Un verdict à portée inédite
« C’est une victoire d’étape importante », s’est réjoui Jean-Baptiste Godinot, président de l’association We Are Nature. Depuis 2014, cette association milite pour un moratoire sur l’artificialisation des sols bruxellois. Désormais, plusieurs sites emblématiques – la friche Josaphat, le marais Wiels, le Bempt ou encore le bois de Calevoet – sont temporairement protégés. Pour l’avocat des requérants, Me Vincent Letellier, « le tribunal a voulu rappeler que l’aménagement du territoire doit tenir compte du dérèglement climatique ».
Bruxelles doit revoir sa copie
Cette décision, explique notre journaliste Laura Van Leerberghe, bloque concrètement certains grands projets. « Le site du Ban à Forest, où l’Union Saint-Gilloise envisageait de construire son nouveau stade, ne pourra pas obtenir de permis pendant deux ans », précise-t-elle.
Un symbole fort, tant le tribunal insiste sur le caractère « anachronique » du PRAS actuel, adopté en 2001. La Région devra désormais intégrer dans ses plans les impacts climatiques, les zones humides, les capacités de captation de carbone ou encore les effets d’îlots de chaleur.
L’imperméabilisation, un risque climatique
« Dans l’urbanisation, il y a forcément une part d’imperméabilisation : on coule du béton, on scelle les sols », explique Jean-Baptiste Godinot. « Et quand on imperméabilise, on aggrave les effets des épisodes météo extrêmes : les inondations deviennent plus violentes, les canicules plus mortelles, la pollution plus concentrée. » Selon lui, « urbaniser à tout prix, c’est détériorer la qualité de vie et la résilience de la ville ».

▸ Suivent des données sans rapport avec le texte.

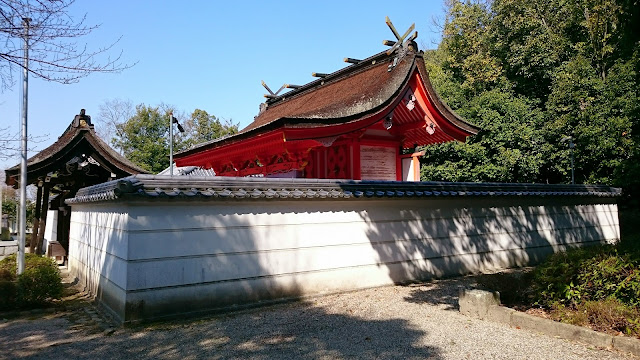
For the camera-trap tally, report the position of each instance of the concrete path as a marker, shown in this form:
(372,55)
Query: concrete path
(397,322)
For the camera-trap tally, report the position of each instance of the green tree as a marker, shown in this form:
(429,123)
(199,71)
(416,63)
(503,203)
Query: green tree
(202,127)
(530,72)
(144,138)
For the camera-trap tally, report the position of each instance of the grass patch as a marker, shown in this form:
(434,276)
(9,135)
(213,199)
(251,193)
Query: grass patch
(596,287)
(39,284)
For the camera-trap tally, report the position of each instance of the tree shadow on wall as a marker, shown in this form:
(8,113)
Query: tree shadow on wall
(426,239)
(208,256)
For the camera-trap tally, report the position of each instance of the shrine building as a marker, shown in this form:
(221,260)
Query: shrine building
(362,122)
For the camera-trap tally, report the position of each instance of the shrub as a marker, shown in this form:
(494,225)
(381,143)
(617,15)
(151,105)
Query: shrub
(39,282)
(591,274)
(605,315)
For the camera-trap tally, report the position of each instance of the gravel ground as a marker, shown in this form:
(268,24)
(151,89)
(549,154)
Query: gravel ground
(395,322)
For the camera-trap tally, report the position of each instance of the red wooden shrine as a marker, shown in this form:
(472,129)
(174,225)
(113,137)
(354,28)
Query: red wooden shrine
(351,124)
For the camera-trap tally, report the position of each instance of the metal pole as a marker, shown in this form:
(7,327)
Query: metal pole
(23,167)
(571,146)
(171,144)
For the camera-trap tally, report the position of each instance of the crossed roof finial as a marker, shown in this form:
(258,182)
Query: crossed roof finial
(399,39)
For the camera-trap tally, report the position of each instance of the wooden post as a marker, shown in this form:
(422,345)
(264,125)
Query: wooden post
(43,219)
(36,219)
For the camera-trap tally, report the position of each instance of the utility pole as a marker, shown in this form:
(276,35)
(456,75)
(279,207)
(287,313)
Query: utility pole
(23,167)
(171,144)
(572,145)
(172,120)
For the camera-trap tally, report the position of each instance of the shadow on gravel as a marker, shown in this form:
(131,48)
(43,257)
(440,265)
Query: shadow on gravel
(443,292)
(297,331)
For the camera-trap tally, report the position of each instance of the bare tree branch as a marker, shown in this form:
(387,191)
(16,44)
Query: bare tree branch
(10,143)
(54,55)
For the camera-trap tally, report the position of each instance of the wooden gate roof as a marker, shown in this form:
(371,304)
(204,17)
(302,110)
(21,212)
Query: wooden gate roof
(78,144)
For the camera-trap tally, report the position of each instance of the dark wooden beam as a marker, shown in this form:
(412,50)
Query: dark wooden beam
(36,219)
(43,220)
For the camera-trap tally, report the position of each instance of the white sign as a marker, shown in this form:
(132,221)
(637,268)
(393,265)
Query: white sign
(378,163)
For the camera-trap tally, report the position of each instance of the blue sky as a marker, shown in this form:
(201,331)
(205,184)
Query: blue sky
(212,55)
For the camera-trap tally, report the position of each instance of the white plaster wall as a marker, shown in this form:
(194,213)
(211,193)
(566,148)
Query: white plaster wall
(50,228)
(98,251)
(164,256)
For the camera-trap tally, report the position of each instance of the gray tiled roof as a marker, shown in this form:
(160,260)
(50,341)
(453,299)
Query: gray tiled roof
(157,186)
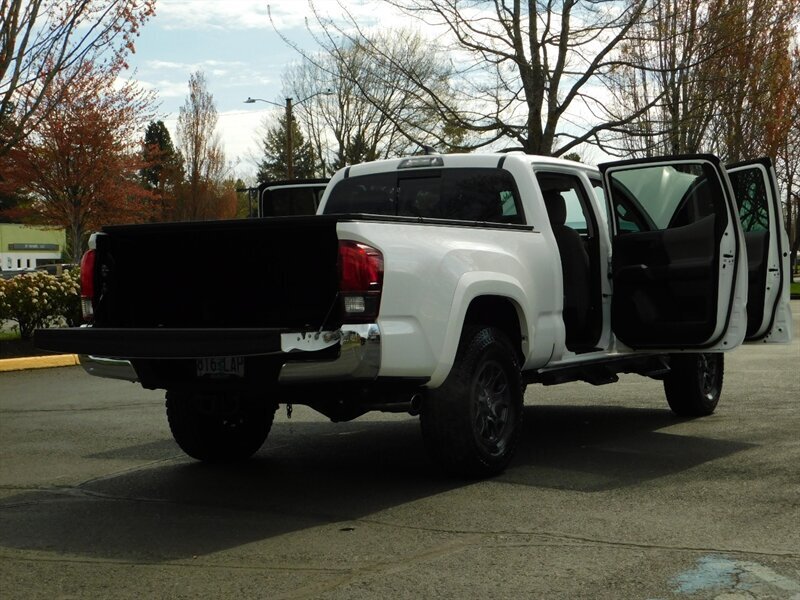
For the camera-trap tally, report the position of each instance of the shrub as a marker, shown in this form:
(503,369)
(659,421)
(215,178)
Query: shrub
(38,299)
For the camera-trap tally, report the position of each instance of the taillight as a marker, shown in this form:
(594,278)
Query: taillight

Un appel à la concertation
Le collectif We Are Nature espère désormais que la Région ne fera pas appel. « Cette décision est une opportunité », estime son président. « Elle offre un socle clair pour repenser le développement urbain en intégrant la nature comme un pilier de la résilience climatique. » L’association propose la création d’un fonds d’adaptation financé à la fois par des fonds publics et citoyens, sur le modèle des bons communaux d’Etterbeek.

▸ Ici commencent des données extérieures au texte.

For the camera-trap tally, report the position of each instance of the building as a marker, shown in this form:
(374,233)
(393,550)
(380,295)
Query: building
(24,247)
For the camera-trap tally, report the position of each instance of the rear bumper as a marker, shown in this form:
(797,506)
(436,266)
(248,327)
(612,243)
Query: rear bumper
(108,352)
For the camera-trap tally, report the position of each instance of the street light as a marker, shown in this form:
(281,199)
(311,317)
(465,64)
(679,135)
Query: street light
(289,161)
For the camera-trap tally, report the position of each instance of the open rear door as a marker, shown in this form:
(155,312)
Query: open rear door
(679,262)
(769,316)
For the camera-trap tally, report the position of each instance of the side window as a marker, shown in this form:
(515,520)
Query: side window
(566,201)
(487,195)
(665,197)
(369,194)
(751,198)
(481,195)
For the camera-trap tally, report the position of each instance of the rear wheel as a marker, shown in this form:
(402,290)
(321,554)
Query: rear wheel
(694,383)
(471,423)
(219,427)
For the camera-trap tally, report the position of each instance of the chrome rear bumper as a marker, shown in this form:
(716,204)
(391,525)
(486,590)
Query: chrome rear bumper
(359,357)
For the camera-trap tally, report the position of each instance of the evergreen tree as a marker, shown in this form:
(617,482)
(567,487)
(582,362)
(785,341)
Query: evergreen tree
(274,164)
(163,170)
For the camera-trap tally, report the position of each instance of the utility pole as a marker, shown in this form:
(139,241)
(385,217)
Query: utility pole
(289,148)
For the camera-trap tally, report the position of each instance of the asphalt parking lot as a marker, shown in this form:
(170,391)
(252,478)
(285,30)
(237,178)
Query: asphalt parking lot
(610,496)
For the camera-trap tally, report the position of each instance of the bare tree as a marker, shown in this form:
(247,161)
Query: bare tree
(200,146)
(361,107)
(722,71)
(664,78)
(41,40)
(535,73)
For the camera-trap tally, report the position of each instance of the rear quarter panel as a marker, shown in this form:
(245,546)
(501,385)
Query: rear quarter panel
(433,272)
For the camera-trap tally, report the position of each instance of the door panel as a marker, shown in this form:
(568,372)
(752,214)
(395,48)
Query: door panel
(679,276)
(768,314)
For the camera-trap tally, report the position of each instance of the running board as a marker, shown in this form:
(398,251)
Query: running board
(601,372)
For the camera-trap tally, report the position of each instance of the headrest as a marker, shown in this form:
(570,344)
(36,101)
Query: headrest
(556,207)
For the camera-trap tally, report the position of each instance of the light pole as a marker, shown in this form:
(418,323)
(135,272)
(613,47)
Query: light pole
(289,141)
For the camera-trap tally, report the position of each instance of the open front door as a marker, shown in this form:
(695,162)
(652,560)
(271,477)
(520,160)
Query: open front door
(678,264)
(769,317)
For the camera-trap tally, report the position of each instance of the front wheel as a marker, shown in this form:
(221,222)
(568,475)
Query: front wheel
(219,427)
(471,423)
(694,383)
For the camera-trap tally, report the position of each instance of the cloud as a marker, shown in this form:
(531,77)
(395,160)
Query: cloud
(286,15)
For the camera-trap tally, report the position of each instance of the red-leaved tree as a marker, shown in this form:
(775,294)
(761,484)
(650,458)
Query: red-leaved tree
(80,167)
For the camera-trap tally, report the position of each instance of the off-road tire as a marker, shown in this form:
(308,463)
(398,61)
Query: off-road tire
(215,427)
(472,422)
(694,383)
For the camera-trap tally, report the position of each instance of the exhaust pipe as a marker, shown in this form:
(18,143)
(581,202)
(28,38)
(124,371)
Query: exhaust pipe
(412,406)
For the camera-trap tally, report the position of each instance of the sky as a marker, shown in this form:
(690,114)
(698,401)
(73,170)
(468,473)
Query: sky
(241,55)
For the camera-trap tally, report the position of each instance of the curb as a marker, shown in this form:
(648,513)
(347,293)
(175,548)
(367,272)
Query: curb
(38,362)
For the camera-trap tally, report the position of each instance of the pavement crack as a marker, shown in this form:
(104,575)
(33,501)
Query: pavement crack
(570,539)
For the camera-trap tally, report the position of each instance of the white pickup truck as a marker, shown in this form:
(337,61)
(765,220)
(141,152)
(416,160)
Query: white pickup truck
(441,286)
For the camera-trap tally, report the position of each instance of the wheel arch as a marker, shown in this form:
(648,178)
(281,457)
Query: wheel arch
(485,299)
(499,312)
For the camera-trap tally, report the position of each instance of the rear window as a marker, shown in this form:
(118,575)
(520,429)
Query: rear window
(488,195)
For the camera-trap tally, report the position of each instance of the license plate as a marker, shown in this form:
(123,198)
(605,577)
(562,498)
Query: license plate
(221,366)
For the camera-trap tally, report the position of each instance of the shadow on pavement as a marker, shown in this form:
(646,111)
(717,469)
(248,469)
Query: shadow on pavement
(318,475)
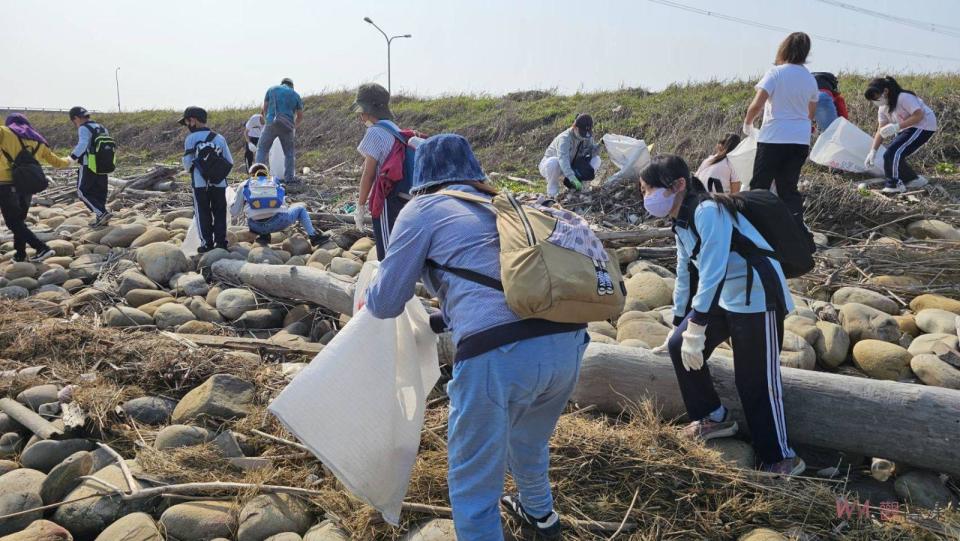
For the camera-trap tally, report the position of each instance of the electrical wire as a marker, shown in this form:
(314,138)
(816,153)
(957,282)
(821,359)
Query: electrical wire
(775,28)
(913,23)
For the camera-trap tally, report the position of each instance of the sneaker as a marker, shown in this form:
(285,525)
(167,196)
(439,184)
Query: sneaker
(547,527)
(43,255)
(788,466)
(893,186)
(918,182)
(706,429)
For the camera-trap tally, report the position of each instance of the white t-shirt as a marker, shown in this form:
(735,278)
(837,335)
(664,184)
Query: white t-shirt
(907,104)
(254,126)
(721,171)
(786,116)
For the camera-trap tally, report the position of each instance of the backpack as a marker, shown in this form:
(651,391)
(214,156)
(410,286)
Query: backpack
(544,272)
(396,171)
(208,158)
(28,176)
(264,193)
(102,150)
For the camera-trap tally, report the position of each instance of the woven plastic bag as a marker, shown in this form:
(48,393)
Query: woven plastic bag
(359,405)
(844,146)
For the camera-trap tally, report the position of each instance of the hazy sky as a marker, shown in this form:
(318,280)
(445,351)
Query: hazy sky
(174,53)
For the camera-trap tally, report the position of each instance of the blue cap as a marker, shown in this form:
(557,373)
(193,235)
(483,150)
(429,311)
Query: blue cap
(445,159)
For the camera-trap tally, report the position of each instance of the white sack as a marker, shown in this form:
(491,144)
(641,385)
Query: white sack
(844,146)
(359,405)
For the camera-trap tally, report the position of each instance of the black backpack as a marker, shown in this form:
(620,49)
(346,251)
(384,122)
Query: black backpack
(102,150)
(28,177)
(208,158)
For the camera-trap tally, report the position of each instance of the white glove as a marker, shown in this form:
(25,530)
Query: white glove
(662,348)
(694,340)
(359,215)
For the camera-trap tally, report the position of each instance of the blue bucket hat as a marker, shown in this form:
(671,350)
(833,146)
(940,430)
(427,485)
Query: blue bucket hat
(444,159)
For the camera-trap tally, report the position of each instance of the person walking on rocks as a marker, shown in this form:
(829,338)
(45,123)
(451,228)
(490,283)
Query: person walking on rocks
(720,295)
(572,158)
(251,134)
(263,199)
(901,114)
(91,181)
(207,158)
(16,136)
(511,377)
(283,110)
(787,95)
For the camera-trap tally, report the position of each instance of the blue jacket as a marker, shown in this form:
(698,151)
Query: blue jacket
(190,142)
(716,261)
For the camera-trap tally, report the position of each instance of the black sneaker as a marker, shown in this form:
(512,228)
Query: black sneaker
(547,527)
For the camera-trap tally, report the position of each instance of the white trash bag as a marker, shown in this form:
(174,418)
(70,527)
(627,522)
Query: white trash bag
(844,146)
(359,405)
(629,154)
(191,242)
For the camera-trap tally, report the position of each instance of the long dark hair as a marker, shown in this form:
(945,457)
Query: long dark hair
(876,87)
(726,144)
(664,170)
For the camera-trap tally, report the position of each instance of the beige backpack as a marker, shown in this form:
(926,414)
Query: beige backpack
(552,266)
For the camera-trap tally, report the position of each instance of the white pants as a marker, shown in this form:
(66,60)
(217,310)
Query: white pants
(550,169)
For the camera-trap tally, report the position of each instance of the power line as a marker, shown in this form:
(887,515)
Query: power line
(775,28)
(913,23)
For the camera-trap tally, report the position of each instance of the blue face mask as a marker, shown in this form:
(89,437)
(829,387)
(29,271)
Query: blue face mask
(660,202)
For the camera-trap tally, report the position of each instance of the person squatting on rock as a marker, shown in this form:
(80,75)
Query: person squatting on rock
(511,377)
(207,158)
(283,110)
(903,116)
(378,146)
(787,95)
(719,173)
(263,199)
(714,301)
(572,157)
(92,186)
(16,135)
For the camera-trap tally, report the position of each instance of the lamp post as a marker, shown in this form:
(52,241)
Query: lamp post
(116,76)
(389,41)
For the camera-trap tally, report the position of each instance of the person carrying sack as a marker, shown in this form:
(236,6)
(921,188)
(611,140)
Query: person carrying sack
(512,377)
(730,284)
(95,152)
(17,148)
(572,158)
(207,158)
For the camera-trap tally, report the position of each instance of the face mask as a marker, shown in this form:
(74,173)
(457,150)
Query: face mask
(660,203)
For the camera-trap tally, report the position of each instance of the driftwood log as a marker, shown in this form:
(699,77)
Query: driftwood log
(912,424)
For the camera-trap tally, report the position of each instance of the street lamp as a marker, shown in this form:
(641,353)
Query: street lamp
(116,76)
(389,41)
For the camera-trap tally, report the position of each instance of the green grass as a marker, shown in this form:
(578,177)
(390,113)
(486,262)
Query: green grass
(509,133)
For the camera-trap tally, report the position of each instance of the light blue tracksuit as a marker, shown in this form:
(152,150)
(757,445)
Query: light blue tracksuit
(504,403)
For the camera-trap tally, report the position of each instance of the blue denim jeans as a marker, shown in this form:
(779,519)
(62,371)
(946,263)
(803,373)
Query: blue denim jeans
(277,130)
(504,406)
(284,219)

Vers une nouvelle vision urbaine
Pour Jean-Baptiste Godinot, l’enjeu dépasse la seule écologie : « Il faut sortir du narratif toxique qui oppose logement social et espaces naturels. Nous voulons un accès à un logement sain et à une nature saine pour tous. » D’ici fin 2026, Bruxelles devra donc trouver comment construire autrement : sans sacrifier la biodiversité ni la sécurité climatique de ses habitants.